In congratulating himself on upholding Cleveland’s school voucher program, Supreme Court Justice Clarence Thomas quoted the great abolitionist Frederick Douglass, who said, “Education … means emancipation. It means light and liberty. It means the uplifting of the soul of man into the glorious light of truth.”

In congratulating themselves for leading the push for vouchers, Senator Judd Gregg of New Hampshire and House majority leader Dick Armey wrote in a guest column in the Washington Post: “The Supreme Court, with its decision on school vouchers, has liberated some of our country’s poorest children.” Gregg and Armey wrote, “We think Frederick Douglass … said it best: “Education … means emancipation…”

Emancipation! Liberation! It is a testament to our freedom of speech to see this trio transform the lion-maned Douglass into their personal teddy bear. Thomas has played the lapdog in helping the Rehnquist court roll back civil rights. Gregg voted in the House against the federal Martin Luther King holiday in 1983 and opposed a paid Monday Holiday for King in New Hampshire.
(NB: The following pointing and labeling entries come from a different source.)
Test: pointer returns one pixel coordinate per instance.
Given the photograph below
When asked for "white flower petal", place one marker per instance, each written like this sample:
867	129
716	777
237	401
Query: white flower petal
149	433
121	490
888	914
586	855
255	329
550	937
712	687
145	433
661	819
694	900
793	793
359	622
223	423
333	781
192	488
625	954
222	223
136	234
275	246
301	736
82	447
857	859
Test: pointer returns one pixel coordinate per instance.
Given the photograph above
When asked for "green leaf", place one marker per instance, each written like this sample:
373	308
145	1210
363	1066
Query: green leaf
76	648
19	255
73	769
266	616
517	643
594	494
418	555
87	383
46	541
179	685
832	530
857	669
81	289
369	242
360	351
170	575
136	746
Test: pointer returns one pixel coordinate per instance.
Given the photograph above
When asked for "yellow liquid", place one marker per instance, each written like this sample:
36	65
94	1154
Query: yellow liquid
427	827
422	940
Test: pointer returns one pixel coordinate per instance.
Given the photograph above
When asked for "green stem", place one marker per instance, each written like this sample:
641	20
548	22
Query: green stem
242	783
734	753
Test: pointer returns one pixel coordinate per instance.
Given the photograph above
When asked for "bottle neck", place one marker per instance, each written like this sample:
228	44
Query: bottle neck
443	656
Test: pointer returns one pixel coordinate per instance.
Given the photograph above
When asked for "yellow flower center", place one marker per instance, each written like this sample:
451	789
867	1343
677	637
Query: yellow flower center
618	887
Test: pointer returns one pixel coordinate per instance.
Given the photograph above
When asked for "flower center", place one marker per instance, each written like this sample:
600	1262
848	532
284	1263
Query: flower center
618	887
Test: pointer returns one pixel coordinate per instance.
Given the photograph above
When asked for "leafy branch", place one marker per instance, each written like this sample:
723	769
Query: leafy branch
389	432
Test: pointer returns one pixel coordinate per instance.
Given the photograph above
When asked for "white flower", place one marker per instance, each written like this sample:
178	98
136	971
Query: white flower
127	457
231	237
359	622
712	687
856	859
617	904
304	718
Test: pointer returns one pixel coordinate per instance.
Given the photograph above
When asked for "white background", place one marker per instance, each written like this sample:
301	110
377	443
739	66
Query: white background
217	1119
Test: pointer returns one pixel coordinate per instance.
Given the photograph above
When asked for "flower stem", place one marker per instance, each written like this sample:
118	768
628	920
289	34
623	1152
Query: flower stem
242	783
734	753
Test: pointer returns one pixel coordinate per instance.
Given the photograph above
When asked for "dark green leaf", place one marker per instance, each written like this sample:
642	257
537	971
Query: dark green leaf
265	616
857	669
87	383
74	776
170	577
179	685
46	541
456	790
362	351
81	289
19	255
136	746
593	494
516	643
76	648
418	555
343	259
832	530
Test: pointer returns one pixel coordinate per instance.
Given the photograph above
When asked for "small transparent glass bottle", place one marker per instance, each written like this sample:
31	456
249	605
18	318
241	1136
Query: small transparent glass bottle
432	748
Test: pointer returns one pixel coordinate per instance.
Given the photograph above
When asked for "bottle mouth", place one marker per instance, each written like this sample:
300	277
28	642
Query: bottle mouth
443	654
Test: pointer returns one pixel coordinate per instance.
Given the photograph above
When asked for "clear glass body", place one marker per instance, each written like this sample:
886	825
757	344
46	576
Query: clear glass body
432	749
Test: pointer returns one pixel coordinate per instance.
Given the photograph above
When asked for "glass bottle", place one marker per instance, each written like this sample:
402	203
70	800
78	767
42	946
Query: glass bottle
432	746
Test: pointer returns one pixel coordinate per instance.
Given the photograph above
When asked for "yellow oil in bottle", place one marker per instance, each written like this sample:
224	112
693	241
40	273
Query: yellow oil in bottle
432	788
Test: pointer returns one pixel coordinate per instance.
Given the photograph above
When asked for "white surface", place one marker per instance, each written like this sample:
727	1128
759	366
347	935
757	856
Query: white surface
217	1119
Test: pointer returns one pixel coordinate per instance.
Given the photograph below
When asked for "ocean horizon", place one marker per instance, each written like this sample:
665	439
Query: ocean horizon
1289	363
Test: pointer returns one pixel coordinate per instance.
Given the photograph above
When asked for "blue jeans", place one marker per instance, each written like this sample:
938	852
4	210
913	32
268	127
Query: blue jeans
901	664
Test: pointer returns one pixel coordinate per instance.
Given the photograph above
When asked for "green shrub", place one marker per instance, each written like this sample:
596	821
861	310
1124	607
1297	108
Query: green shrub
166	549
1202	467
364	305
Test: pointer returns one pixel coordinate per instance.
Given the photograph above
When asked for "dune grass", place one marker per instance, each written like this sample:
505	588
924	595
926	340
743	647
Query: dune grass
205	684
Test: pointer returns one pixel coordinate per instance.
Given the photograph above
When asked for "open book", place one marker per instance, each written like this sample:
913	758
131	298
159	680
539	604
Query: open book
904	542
Armey is perhaps the most absurd person to suddenly embrace black and brown folks and Douglass. In 1984, the former college professor called Black Studies “pure junk” and “crib courses.” In a 1995 appearance on “Face the Nation,” Armey called for an end to all affirmative action programs.

Since then he has led the charge in the House to kill affirmative action in the purchasing of radio and television stations and has spearheaded efforts to have the federal government copy the California proposition that ended affirmative action there. He laughed off President Clinton’s trip to a burned-out church during the rash of arsons in the South as a “photo op.” In 1997, one of his aides said American should “put the brakes on multiculturalism” because immigrants exist in a “cultural ghetto.”

His sudden caring about education is made all the more curious by the fact that he once said “the embarrassment of my life is that I spent 20 years as a university professor.” In the 1980s, he wanted to abolish the Department of Education In 1995, the majority leader handed President Clinton a GOP House spending bill that proposed to cut $4 billion from the Department of Education. Back then, Armey thought so much of education that he proposed merging it with whatever was left of the National Endowment for the Arts, which he wanted to kill outright.

With liberators like that, give me sharecropping.

What Armey, Gregg, and Thomas call emancipation is only the exchange of one ghetto for another. With the white suburban public systems outside of Cleveland refusing to take voucher students and with tuitions of elite private schools in the stratosphere, all that parents can do with their paltry $2,250 vouchers is herd themselves into a subsidized religious schools from denominations that happened to have property in the “ghetto.”

Studies so far have been inconclusive as to whether such limited vouchers result in better education. What is for sure is that religious schools are just as segregated and by some measures even more segregated than public schools.

In a study released last month, researchers at Harvard University’s Civil rights Project found that the average white student in religious schools attends schools that are about 90 percent white, with two-thirds of them going to classes that are between 90- 100 percent white.

Conversely, the average African American or Latino who enrolled at a Catholic school attends classes that are at least two-thirds children of color. Gary Orfield, co-director of the Civil Rights Project, said the report found that “private schools have been disappointingly unsuccessful in their record of creating interracial schools, where equal opportunity and the opportunity to learn about other cultures would be more likely.”

The opportunity for equal opportunity is not likely to come from Armey. Both critics and supporters agree that any major expansion of school vouchers could come only if the suburbs take them. But in 1996, Armey opposed federal desegregation orders to open up the affluent suburbs in his northern Dallas district to public housing.

Someone who complains about black and brown folks being in cultural ghettoes but who also works hard at keeping them in the ghetto cannot lay any claim to Frederick Douglass. Of course, anyone who would trash Black Studies would not know that over the Fourth of July of 1852, Douglass declared America’s “shouts of liberty and equality” to be “hollow mockery.”

Given Armey’s past, vouchers are a hollow mockery of Douglass’s dream for education. Far from being the glorious light of truth, they are a penlight in the cellar of education, with batteries too weak to illuminate the door to emancipation.